An information-theoretic framework for learning compact representations that preserve predictive power.
Information Bottleneck (IB) theory frames representation learning as a principled optimization over mutual information. Given an input variable X and a target variable Y, the goal is to find a compressed representation T that discards as much irrelevant information from X as possible while retaining whatever is necessary to predict Y. This tradeoff is formalized through a Lagrangian objective: minimize I(X;T) − β·I(T;Y), where β controls the balance between compression and predictive fidelity. Rooted in rate-distortion theory, IB defines a sufficiency criterion in purely information-theoretic terms — T is sufficient for Y when I(T;Y) equals I(X;Y) — and traces out a continuum of optimal encoders parameterized by β.

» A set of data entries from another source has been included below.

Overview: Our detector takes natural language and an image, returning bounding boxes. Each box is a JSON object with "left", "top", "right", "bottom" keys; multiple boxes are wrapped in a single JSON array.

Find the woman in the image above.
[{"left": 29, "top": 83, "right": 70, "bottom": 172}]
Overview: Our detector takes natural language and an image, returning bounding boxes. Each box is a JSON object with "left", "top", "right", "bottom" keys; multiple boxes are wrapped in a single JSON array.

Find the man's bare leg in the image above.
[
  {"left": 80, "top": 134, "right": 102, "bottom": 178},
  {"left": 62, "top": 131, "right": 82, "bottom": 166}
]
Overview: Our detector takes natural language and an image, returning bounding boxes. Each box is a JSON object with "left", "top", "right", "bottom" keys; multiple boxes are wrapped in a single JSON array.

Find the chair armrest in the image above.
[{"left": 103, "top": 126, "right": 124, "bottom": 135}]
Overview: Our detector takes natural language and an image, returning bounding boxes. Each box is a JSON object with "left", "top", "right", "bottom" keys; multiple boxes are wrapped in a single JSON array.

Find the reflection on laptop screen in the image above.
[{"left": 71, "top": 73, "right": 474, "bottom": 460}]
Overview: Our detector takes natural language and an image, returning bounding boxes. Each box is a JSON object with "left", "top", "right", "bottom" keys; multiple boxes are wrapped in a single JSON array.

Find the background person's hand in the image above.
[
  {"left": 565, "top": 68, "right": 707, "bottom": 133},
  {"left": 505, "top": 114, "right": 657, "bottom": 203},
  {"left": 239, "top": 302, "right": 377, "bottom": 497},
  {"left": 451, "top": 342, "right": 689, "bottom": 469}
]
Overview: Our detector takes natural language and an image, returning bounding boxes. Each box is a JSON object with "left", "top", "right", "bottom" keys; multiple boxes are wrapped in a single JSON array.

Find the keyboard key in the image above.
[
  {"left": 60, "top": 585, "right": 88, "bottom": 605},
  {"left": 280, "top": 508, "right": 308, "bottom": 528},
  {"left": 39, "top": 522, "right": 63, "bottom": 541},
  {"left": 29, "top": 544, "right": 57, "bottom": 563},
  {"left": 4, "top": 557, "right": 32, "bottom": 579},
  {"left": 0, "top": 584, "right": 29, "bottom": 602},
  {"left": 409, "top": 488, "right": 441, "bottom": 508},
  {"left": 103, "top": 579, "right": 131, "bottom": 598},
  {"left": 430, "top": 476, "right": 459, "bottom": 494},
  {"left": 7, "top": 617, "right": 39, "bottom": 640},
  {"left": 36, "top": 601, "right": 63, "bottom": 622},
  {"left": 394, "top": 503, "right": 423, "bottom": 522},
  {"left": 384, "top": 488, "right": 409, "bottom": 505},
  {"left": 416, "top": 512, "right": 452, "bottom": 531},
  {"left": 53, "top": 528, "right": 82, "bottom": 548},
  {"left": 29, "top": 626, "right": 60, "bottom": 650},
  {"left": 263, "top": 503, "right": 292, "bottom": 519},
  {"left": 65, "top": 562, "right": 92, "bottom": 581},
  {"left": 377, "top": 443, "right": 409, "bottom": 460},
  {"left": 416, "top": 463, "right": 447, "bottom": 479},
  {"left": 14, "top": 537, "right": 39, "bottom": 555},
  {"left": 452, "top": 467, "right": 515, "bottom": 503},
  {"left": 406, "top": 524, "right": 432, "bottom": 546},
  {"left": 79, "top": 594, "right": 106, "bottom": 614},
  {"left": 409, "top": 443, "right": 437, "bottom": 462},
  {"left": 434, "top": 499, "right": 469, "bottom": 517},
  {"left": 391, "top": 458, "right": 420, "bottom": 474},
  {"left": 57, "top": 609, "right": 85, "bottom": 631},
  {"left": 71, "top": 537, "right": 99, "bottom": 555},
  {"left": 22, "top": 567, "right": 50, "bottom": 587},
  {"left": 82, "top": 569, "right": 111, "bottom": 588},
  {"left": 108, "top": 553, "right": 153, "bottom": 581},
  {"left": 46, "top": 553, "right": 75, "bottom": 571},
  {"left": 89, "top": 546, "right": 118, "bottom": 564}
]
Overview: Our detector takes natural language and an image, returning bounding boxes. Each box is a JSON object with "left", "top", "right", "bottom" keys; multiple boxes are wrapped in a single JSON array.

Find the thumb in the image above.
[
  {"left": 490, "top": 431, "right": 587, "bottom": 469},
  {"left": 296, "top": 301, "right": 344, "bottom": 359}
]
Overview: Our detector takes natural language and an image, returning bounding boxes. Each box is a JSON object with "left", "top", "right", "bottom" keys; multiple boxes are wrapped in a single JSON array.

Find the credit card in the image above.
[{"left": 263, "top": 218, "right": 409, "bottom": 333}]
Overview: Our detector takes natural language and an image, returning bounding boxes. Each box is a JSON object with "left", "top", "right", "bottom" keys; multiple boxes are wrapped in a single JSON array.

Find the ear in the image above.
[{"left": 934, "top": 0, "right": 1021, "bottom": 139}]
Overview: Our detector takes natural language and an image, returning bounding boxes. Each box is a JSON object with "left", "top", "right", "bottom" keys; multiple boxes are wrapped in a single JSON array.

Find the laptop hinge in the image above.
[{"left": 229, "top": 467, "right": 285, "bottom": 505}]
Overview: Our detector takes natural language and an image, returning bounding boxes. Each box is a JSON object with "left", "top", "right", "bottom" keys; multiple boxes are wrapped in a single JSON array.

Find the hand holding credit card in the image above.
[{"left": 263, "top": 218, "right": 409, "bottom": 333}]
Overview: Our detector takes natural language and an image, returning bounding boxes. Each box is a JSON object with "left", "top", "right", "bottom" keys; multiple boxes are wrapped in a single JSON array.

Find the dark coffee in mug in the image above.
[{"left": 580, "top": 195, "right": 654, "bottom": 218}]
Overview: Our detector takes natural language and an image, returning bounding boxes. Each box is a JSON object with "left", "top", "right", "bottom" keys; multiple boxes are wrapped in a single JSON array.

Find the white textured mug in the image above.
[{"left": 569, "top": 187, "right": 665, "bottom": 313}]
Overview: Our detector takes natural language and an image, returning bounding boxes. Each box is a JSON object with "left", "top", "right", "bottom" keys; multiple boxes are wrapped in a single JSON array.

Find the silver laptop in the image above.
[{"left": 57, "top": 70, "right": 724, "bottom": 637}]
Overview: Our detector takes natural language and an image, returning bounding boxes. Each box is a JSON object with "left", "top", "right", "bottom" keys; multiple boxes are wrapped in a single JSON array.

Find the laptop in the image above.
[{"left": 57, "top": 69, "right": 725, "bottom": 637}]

In machine learning, IB provides a normative lens for understanding feature extraction and representation learning in both supervised and unsupervised settings. Its most influential application has been to deep neural networks, where hidden layers are interpreted as progressively compressed representations of the input, each retaining only the information most relevant to the output. This perspective sparked significant debate about whether deep networks undergo distinct compression and fitting phases during training, and whether IB dynamics explain their generalization behavior. Practical scalability is achieved through the Variational Information Bottleneck, which replaces intractable mutual information terms with tractable variational bounds, enabling IB-style regularization in large-scale models.
Despite its theoretical appeal, IB faces real empirical challenges. Estimating mutual information reliably in high-dimensional continuous spaces is notoriously difficult, and deterministic networks — which dominate practice — require injected stochasticity to make information measures well-defined. Critics have shown that observed compression effects can be artifacts of activation functions or binning choices rather than fundamental training dynamics. These debates have sharpened the community's understanding of what IB can and cannot explain.
Beyond deep learning interpretation, IB connects to a broad ecosystem of theoretical frameworks including minimum description length, PAC-Bayes bounds, and even analogies to renormalization group methods in physics. It has influenced work on disentangled representations, privacy-preserving learning, and multi-view learning, cementing its status as one of the more generative theoretical ideas in modern machine learning.